La 'Revolución optimista' llega al voluntariado malagueño

Dos expertos en 'coaching' imparten un taller para motivar a las personas que acompañan a mayores de la Fundación Harena y captar nuevos voluntarios

M. Ángeles González
M. ÁNGELES GONZÁLEZMálaga

Afrontar el año con energía, optimismo y una sonrisa de oreja a oreja. Es el principal objetivo de la jornada #sumailusión, un encuentro de 'coaching' que la Fundación Harena organiza por cuarto año consecutivo para recargar las pilas de los voluntarios que dedican parte de su tiempo a acompañar a mayores que viven solos en Málaga. Además de motivar a estos colaboradores, este taller, impartido por los hermanos Bonilla -Juan y Antonio- servirá para dar a conocer los proyectos que lleva a cabo la asociación malagueña y conseguir que se unan nuevos voluntarios. Se celebrará el próximo jueves 24 de enero en sesiones de dos horas en horario de mañana o de tarde (de 11.00 a 13.00 y de 17.00 a 19.00 horas) en el salón de actos de Unicaja (plaza de la Marina, 3). El evento, de carácter gratuito, está abierto al público en general y es necesario confirmar asistencia en el teléfono 951 777 001 o a través del correo electrónico voluntariado@fundacionharena.org.

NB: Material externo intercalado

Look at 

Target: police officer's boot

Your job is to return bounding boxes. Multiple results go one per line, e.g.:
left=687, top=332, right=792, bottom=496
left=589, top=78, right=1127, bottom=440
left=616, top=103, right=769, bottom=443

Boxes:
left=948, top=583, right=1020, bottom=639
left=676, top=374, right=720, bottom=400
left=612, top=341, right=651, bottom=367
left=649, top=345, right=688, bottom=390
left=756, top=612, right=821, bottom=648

En #sumailusión, los hermanos Bonilla, profesionales del mundo del 'coaching' personal y empresarial, hablarán de lo que han bautizado como la 'Revolución optimista', una forma de entender la vida desde el convencimiento de que «podemos modificar el futuro viendo la parte positiva de las cosas», según detalla Antonio Bonilla. Con estudios en Economía y Arquitectura y más de 15 años de experiencia en puestos de alta dirección, decidieron un día «salir de nuestra zona de confort para convertirnos en profesionales del mundo del 'coaching' con el fin de ayudar a las personas a encontrar sus sueños, su excelencia y, en definitiva, su felicidad».

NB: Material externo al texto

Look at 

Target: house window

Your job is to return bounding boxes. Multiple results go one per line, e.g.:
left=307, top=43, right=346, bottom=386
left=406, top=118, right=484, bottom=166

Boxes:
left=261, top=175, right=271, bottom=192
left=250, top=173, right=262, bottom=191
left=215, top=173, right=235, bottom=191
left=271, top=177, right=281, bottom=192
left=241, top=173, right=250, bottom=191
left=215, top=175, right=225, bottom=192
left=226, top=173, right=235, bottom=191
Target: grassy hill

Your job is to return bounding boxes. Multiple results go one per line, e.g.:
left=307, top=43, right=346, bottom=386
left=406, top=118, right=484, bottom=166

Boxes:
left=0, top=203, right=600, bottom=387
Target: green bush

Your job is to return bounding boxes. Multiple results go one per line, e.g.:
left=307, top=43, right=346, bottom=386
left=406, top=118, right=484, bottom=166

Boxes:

El encuentro organizado por la Fundación Harena será totalmente participativo, desarrollándose a través de juegos y reflexiones puestas en común entre los asistentes. La idea es que los voluntarios «se den cuenta de que si colaboran con el equipo se obtienen mejores resultados y de que el acompañamiento y la escucha hacen que la otra persona se abra y quiera salir de su zona de confort». Todo con el objetivo de que se lo transmitan a los abuelos a los que dan compañía unas horas a la semana para que se animen a salir, entiendan «que hay más oportunidades» y tengan ilusión. La clave es: «Si yo sonrío, mi entorno sonríe».

Al mismo tiempo, partiendo de la idea defendida por los Bonilla de que «todo llevamos un voluntario dentro, aunque no hayamos estado en la tesitura de sacarlo», el encuentro pretende despertar esa vocación altruista entre los asistentes para que se unan al proyecto de Harena, que únicamente requiere dos horas a la semana para aliviar la soledad que sufren muchos de nuestros mayores.